One advantage, though: no one is going to grab them by the ears. The bystanders are convulsed in near-hysterical laughter; he can expect no help from that quarter. They have never seen a policeman led by his ears, like a bull with a ring through his nose. Even the thief, his face now leering at arm’s length, seems hardly able to believe his luck.
—All right, so this is what we’re going to do, Maasai, he says. We’re going to walk together, slowly, out onto K Street. I’m not going to rip your pretty ears off. And you’re not going to come after me. If you’ve got it, nod your head. Oh, I’m sorry, you can’t, can you? Would you like me to nod it for you? Yeah, that’s right!

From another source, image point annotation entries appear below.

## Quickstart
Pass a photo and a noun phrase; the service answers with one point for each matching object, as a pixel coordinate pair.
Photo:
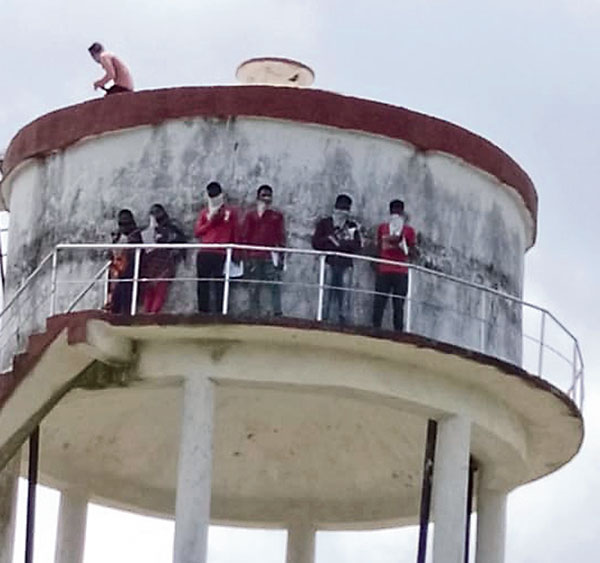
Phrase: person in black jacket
(339, 233)
(160, 263)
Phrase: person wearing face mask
(160, 263)
(338, 233)
(264, 226)
(396, 240)
(217, 223)
(122, 264)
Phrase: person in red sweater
(217, 223)
(396, 241)
(264, 226)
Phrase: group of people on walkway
(262, 225)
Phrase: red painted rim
(61, 128)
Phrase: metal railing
(491, 321)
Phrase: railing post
(228, 256)
(574, 377)
(136, 275)
(408, 323)
(541, 354)
(482, 316)
(321, 287)
(53, 282)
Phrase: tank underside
(314, 419)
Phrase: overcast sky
(522, 73)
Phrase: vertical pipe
(70, 534)
(228, 256)
(470, 486)
(408, 323)
(483, 317)
(34, 444)
(541, 355)
(449, 491)
(53, 282)
(136, 276)
(321, 287)
(192, 505)
(300, 546)
(426, 489)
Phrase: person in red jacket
(396, 241)
(217, 223)
(264, 226)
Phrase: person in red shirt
(264, 226)
(396, 241)
(217, 223)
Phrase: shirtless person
(115, 68)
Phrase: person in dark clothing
(396, 240)
(340, 233)
(160, 263)
(122, 264)
(217, 223)
(264, 226)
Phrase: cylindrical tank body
(471, 222)
(314, 425)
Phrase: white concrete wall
(469, 225)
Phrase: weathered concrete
(9, 481)
(301, 540)
(449, 495)
(469, 224)
(72, 520)
(491, 523)
(367, 399)
(192, 510)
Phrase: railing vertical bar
(542, 335)
(136, 276)
(53, 282)
(408, 323)
(228, 256)
(322, 258)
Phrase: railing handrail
(310, 251)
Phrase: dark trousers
(209, 265)
(397, 285)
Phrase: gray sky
(522, 74)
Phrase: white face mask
(396, 224)
(215, 202)
(340, 216)
(261, 207)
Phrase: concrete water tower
(283, 422)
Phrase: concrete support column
(449, 495)
(192, 508)
(491, 524)
(301, 542)
(9, 481)
(72, 519)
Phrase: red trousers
(155, 295)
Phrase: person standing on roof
(115, 70)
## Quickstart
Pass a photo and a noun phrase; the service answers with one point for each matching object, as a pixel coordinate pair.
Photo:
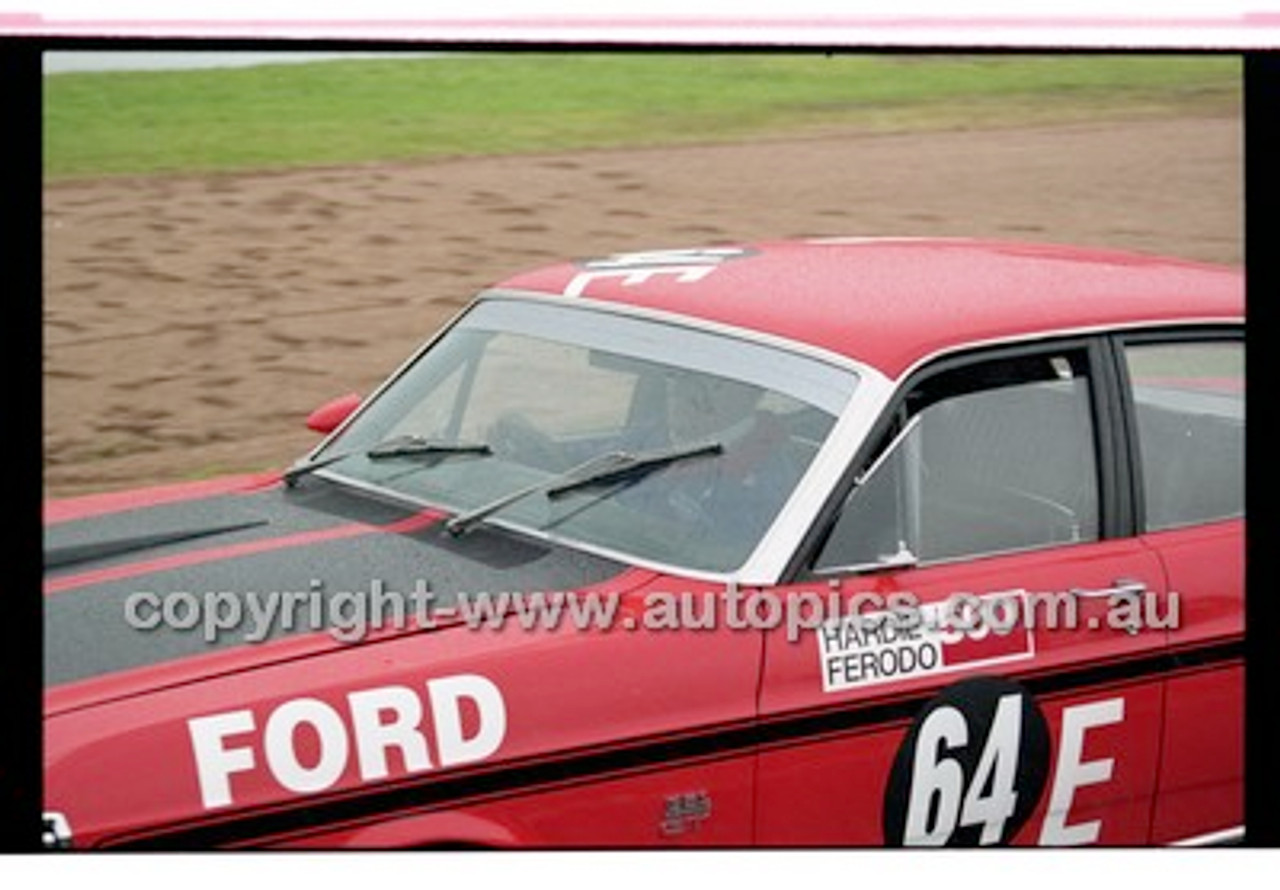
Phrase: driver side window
(992, 457)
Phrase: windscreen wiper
(600, 470)
(398, 446)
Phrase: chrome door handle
(1121, 587)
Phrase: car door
(1001, 492)
(1185, 393)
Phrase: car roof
(890, 302)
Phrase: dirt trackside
(191, 323)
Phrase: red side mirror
(327, 418)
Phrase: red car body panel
(910, 299)
(725, 738)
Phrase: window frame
(1116, 345)
(1111, 448)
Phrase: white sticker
(881, 647)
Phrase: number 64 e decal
(970, 770)
(974, 763)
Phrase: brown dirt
(191, 323)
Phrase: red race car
(831, 542)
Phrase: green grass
(401, 109)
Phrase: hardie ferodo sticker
(864, 649)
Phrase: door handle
(1121, 587)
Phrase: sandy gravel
(191, 323)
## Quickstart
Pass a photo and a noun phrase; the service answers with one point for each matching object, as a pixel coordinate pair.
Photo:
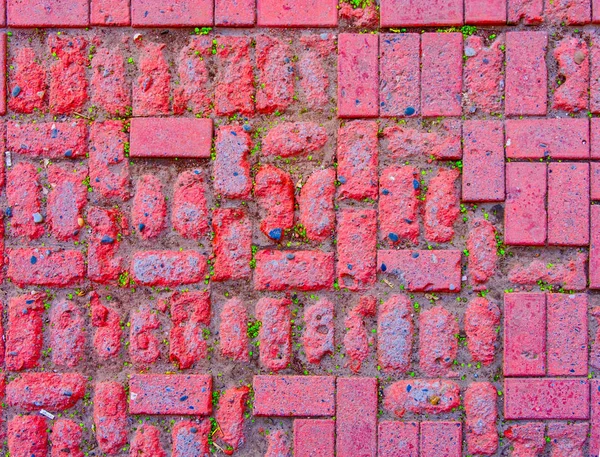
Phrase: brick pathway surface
(300, 227)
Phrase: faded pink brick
(358, 75)
(526, 73)
(524, 334)
(441, 74)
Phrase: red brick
(67, 334)
(546, 398)
(423, 271)
(526, 74)
(303, 13)
(358, 75)
(356, 417)
(51, 267)
(525, 212)
(485, 12)
(398, 438)
(27, 436)
(232, 166)
(314, 438)
(53, 391)
(399, 69)
(357, 154)
(293, 396)
(153, 137)
(525, 334)
(235, 13)
(357, 248)
(483, 161)
(441, 74)
(410, 13)
(55, 13)
(441, 439)
(568, 203)
(186, 395)
(232, 244)
(167, 268)
(184, 13)
(109, 12)
(110, 416)
(48, 139)
(399, 204)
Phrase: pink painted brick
(358, 75)
(441, 439)
(415, 13)
(567, 334)
(186, 395)
(569, 204)
(170, 137)
(441, 74)
(485, 12)
(526, 73)
(291, 396)
(297, 13)
(356, 417)
(546, 398)
(524, 334)
(543, 138)
(314, 438)
(400, 74)
(525, 212)
(483, 161)
(398, 438)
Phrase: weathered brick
(292, 396)
(483, 161)
(568, 204)
(358, 75)
(186, 395)
(441, 74)
(357, 248)
(546, 398)
(423, 271)
(400, 75)
(356, 416)
(525, 211)
(525, 334)
(167, 268)
(303, 13)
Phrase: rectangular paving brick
(485, 12)
(314, 438)
(483, 161)
(526, 74)
(441, 74)
(441, 439)
(187, 395)
(297, 13)
(291, 396)
(423, 270)
(170, 137)
(524, 334)
(358, 75)
(567, 334)
(398, 438)
(568, 204)
(399, 74)
(525, 211)
(356, 417)
(415, 13)
(543, 138)
(546, 398)
(171, 13)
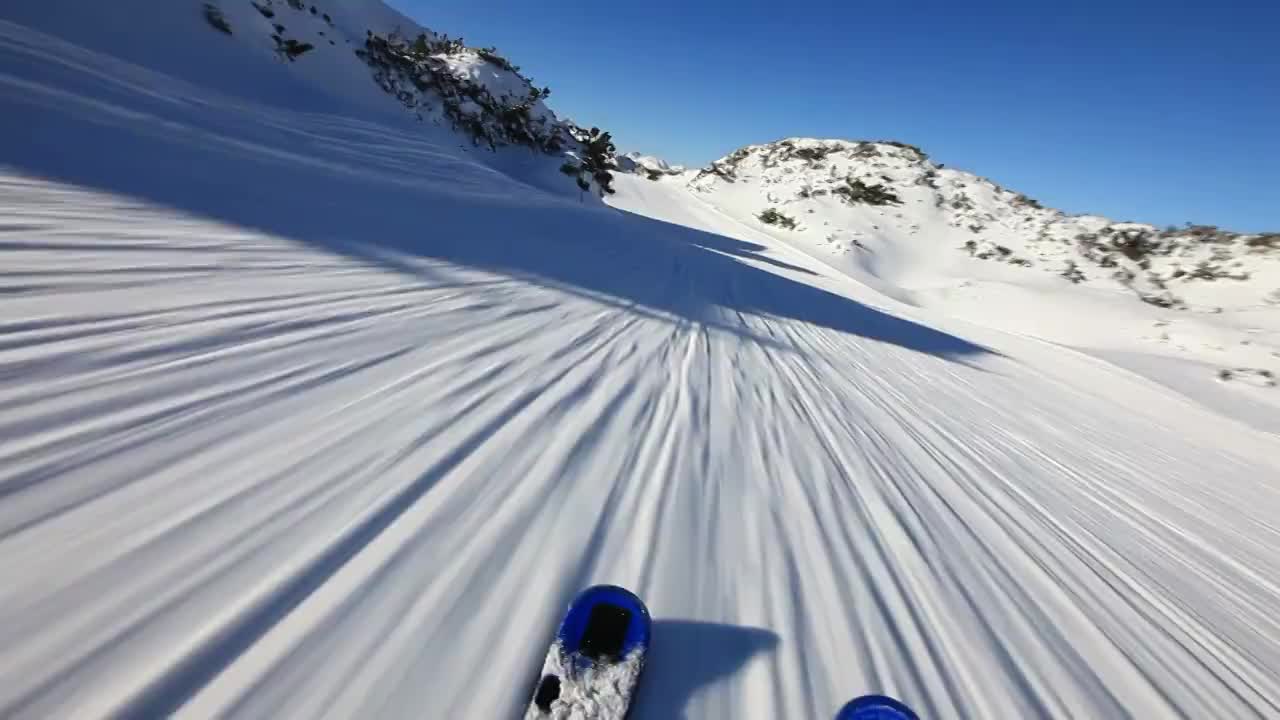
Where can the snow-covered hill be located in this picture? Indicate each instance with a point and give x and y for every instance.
(1196, 309)
(310, 408)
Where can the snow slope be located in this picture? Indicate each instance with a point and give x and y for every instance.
(315, 413)
(963, 246)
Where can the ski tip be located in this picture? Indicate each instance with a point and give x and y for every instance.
(606, 620)
(876, 707)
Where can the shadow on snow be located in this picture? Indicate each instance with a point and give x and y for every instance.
(388, 195)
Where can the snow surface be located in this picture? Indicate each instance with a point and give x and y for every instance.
(311, 410)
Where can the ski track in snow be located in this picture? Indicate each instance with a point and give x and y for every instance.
(246, 475)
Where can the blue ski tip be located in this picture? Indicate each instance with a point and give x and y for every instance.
(604, 620)
(876, 707)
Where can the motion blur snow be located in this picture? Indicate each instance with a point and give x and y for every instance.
(310, 408)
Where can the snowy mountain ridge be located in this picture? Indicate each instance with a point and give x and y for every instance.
(321, 393)
(1203, 300)
(475, 91)
(841, 183)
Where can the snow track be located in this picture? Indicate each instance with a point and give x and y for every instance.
(257, 474)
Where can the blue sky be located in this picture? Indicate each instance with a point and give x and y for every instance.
(1162, 112)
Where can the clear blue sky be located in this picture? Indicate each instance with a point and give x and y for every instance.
(1161, 112)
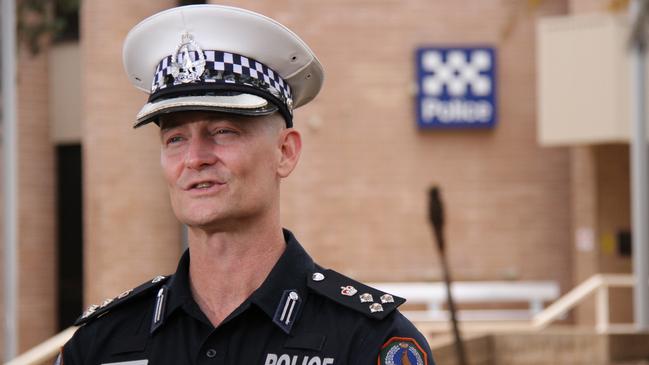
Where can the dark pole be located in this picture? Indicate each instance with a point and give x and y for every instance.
(436, 217)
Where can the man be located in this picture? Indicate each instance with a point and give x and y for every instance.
(223, 84)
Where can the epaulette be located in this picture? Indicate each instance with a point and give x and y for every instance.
(353, 294)
(96, 311)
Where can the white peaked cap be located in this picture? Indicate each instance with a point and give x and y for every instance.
(280, 72)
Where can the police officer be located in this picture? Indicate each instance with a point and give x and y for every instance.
(223, 84)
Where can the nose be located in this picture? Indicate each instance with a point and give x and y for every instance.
(200, 154)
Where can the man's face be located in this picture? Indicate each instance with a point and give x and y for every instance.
(223, 170)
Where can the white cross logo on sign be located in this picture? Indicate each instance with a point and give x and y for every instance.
(456, 73)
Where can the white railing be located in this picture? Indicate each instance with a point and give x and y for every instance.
(432, 297)
(46, 350)
(598, 284)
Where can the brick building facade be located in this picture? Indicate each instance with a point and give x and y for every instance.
(357, 200)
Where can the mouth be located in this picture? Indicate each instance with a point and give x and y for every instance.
(203, 185)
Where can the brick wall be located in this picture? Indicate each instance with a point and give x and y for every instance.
(358, 198)
(130, 232)
(36, 188)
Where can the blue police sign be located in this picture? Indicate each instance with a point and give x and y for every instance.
(456, 87)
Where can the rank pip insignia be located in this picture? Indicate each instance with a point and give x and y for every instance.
(348, 290)
(376, 307)
(387, 298)
(366, 298)
(402, 351)
(287, 310)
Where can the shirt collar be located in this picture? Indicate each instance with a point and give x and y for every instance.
(289, 273)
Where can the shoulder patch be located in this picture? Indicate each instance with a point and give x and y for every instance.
(97, 310)
(402, 351)
(353, 294)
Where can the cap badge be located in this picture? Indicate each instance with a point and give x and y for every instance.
(92, 309)
(366, 298)
(348, 290)
(183, 67)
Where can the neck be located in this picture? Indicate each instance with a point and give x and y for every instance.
(227, 266)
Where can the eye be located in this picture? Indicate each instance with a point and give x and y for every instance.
(222, 131)
(173, 140)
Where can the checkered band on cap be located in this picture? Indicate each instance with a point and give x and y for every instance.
(225, 68)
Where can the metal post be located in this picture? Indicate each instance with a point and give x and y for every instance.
(10, 188)
(639, 180)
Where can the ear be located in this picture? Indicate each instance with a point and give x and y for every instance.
(290, 148)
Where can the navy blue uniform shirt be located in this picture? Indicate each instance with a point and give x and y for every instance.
(300, 315)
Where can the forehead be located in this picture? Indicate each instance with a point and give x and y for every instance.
(173, 120)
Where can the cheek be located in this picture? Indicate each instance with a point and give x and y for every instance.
(171, 168)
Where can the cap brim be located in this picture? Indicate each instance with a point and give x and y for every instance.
(241, 104)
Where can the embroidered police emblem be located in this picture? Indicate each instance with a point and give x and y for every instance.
(188, 63)
(402, 351)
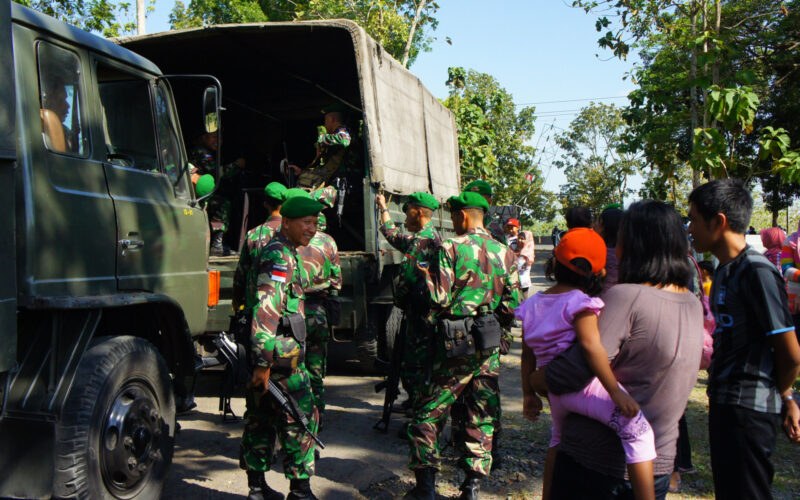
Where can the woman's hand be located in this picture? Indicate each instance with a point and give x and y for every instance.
(626, 403)
(538, 381)
(531, 406)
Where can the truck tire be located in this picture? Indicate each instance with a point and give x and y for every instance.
(116, 433)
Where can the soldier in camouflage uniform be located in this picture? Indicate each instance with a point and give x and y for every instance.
(218, 207)
(244, 278)
(411, 293)
(473, 277)
(333, 151)
(322, 283)
(278, 357)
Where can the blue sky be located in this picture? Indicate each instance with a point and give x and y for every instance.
(539, 50)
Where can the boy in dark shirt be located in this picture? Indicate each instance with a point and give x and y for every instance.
(756, 355)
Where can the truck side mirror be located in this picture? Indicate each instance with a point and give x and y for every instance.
(211, 110)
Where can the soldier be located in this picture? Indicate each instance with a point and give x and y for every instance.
(491, 224)
(322, 283)
(332, 149)
(411, 294)
(203, 159)
(497, 231)
(244, 279)
(278, 345)
(474, 289)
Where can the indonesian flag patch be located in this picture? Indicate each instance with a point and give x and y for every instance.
(279, 273)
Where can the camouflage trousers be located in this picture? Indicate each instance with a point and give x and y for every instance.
(264, 422)
(219, 212)
(317, 336)
(412, 368)
(458, 413)
(476, 377)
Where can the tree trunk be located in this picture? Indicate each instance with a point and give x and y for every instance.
(140, 29)
(414, 23)
(696, 178)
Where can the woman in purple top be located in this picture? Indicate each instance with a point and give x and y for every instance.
(652, 329)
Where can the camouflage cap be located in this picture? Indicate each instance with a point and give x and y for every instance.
(205, 184)
(421, 199)
(300, 206)
(275, 190)
(479, 186)
(468, 199)
(334, 107)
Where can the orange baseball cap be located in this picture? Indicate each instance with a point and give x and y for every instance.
(584, 243)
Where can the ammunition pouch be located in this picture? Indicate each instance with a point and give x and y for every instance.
(457, 334)
(290, 344)
(487, 332)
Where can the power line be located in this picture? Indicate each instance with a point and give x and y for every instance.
(573, 100)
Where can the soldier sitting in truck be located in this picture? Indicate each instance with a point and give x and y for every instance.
(332, 149)
(203, 158)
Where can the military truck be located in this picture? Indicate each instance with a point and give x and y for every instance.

Quite a comedian, this one, thinks Mollel as his head is tugged up and down. The thief enjoys the audience. He even swaggers somewhat as he holds the policeman captive—glancing at the crowd, relishing his moment of fame. Let him, thinks Mollel. Means he won’t be ready for what I’m about to do.
What he does—brutally, swiftly—evinces a sympathetic groan from all the men in the watching crowd. They have no illusions about what a size-ten police-issue steel-capped boot can achieve when brought into such intimate contact with its target.
Almost tenderly, the thief lets go of Mollel’s ears. His eyes look into the policeman’s with a look of heartbreak and agony. This time, Mollel knows he’ll have no problems bringing him in.